The sandbox is the point of least trust in the whole system, and that's deliberate. During that generation window we don't yet know what the generated code will do, so we give it nothing to abuse. The network is stripped, so there's no external access. There are no secrets. The only thing present is the fixture code under test. Even in a worst-case, the-model-wrote-something-malicious scenario, there's nothing on that box to take and nowhere to send it. We can't drive the risk to zero, but we can make sure a rogue check runs in an empty room.

The signature is what lets trust climb back up later. Because the check.ts was validated and signed in that clean, locked-down environment, the Taskless CLI can assert exactly what it intends to run and block anything tampered with. That's what will eventually let us turn network egress back on where a real check needs it, for a shallow clone during a Taskless Check, without reopening the risk we closed at generation time. Least trust when we know the least, earned trust once the signature guarantees integrity.

That's the shape Cloudflare is genuinely good at. A verification run spins up, reads code that already exists, emits a signed result, and tears down in seconds. None of the long-tail lifecycle failures land hard on bounded, stateless work. The workloads that fight the platform are the builder kind: durable filesystem, long-lived process, open-ended agentic loops. The platform guarantees none of that, disk is fully ephemeral, hosts restart without an uptime guarantee, and a runaway Claude Code loop can pin a CPU core with no graceful recovery and bill you for the runaway (sandbox-sdk #416). If your file operations can run against object storage instead of a real filesystem, route through a Worker and skip the sandbox. Ours can, so most of Taskless does exactly that, and the sandbox stays reserved for the narrow, bounded verification case it's good at.

A word on the ast-grep bet, since installing it is what sent me down this hole.
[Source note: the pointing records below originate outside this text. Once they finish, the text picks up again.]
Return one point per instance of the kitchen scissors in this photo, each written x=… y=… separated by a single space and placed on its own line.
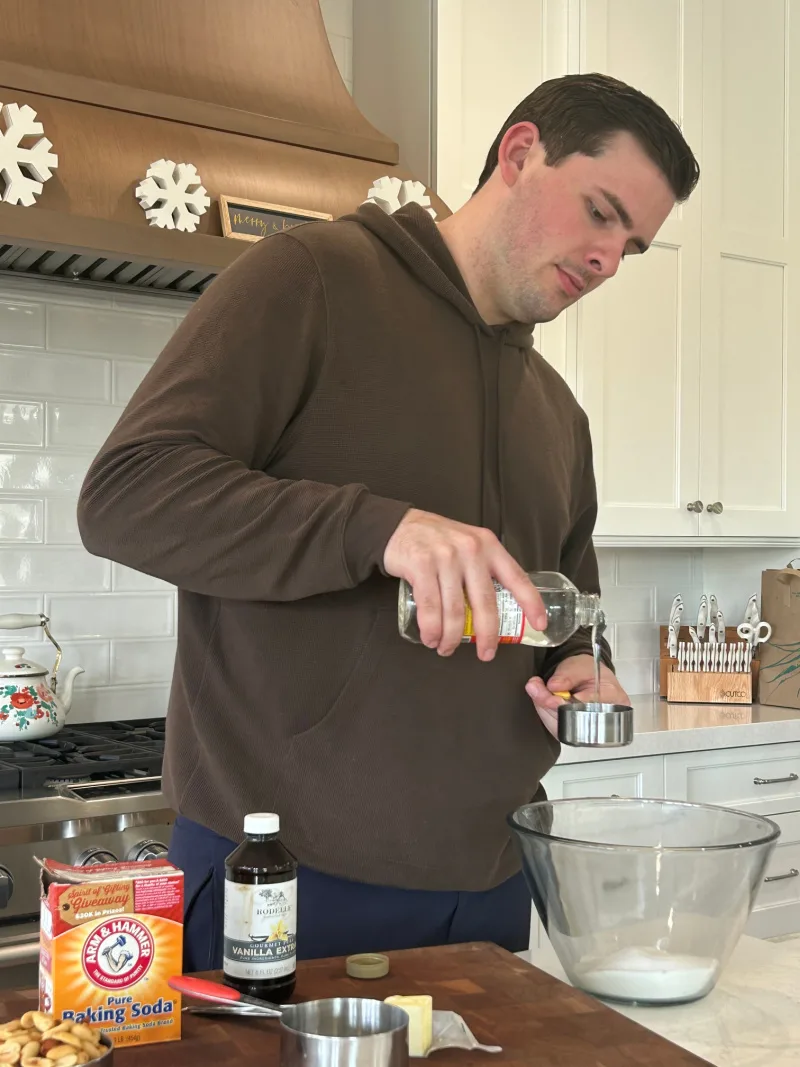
x=754 y=635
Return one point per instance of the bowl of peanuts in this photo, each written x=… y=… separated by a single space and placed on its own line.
x=42 y=1040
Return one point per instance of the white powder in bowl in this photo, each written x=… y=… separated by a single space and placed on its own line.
x=648 y=974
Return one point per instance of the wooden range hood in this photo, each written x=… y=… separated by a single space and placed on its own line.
x=245 y=90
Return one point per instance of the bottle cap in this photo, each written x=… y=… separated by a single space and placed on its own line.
x=368 y=965
x=261 y=823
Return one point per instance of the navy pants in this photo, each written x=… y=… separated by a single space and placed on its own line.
x=336 y=917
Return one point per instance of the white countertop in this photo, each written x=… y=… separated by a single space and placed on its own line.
x=660 y=728
x=750 y=1019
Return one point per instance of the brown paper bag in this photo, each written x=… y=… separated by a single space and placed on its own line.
x=779 y=679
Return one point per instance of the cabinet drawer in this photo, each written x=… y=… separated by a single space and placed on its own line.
x=782 y=885
x=626 y=778
x=764 y=779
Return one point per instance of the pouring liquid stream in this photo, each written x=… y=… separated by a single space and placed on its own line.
x=598 y=627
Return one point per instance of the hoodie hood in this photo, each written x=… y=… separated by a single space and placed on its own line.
x=413 y=236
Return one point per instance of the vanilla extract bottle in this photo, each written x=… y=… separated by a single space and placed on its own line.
x=260 y=917
x=568 y=609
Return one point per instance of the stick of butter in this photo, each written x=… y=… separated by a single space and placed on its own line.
x=419 y=1010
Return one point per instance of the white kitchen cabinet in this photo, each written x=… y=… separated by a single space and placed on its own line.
x=688 y=362
x=764 y=779
x=642 y=777
x=750 y=388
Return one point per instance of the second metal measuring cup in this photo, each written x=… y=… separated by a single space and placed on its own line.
x=341 y=1032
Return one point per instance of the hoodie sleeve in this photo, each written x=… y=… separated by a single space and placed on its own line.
x=179 y=491
x=578 y=559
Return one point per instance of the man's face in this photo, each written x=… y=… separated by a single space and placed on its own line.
x=562 y=231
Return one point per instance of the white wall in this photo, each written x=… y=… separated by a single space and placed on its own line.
x=68 y=363
x=338 y=18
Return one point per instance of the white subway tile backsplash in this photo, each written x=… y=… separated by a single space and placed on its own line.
x=142 y=662
x=636 y=640
x=120 y=702
x=21 y=423
x=20 y=520
x=21 y=323
x=57 y=409
x=607 y=567
x=42 y=472
x=79 y=425
x=16 y=604
x=61 y=377
x=629 y=603
x=125 y=579
x=636 y=675
x=53 y=570
x=93 y=656
x=115 y=615
x=639 y=567
x=112 y=332
x=126 y=377
x=61 y=520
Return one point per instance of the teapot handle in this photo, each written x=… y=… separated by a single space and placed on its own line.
x=21 y=621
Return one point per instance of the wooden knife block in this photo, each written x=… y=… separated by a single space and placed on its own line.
x=704 y=687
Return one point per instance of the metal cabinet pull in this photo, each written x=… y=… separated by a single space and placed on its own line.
x=773 y=781
x=794 y=873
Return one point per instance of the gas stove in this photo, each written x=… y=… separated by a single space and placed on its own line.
x=97 y=752
x=90 y=794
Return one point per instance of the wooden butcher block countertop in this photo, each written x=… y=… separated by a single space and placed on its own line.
x=537 y=1019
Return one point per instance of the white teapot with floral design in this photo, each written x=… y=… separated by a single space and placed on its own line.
x=29 y=706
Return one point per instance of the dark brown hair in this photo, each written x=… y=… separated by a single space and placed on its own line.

We wanted one static-analysis tool portable enough to cover many languages, with the modularity to add new ones later. ast-grep sits on tree-sitter and gives us that: one cross-language sweep instead of a zoo of native-optimal linters, each with its own rules to maintain. It won't beat a purpose-built native tool like ruff on raw speed, but a single sweep across the whole codebase beats maintaining a dozen toolchains, and that trade is the whole point. Taskless also runs alongside the tools you already have, eslint, ruff, rubocop, and the rest.

So that's the version that won't make the official post: one undocumented DNS failure, a deploy pipeline I didn't plan to build, a Thursday afternoon of integration hell with my stream chat watching, and a verification sandbox that's now live and doing exactly what we needed. If you're pointing model-generated code at Cloudflare Containers, know which workload you're running before you commit, and build your tooling around the platform's real edges instead of the documented ones. Cloudflare has some pretty strong limitations, but staying within those lines gives you a startling amount for free.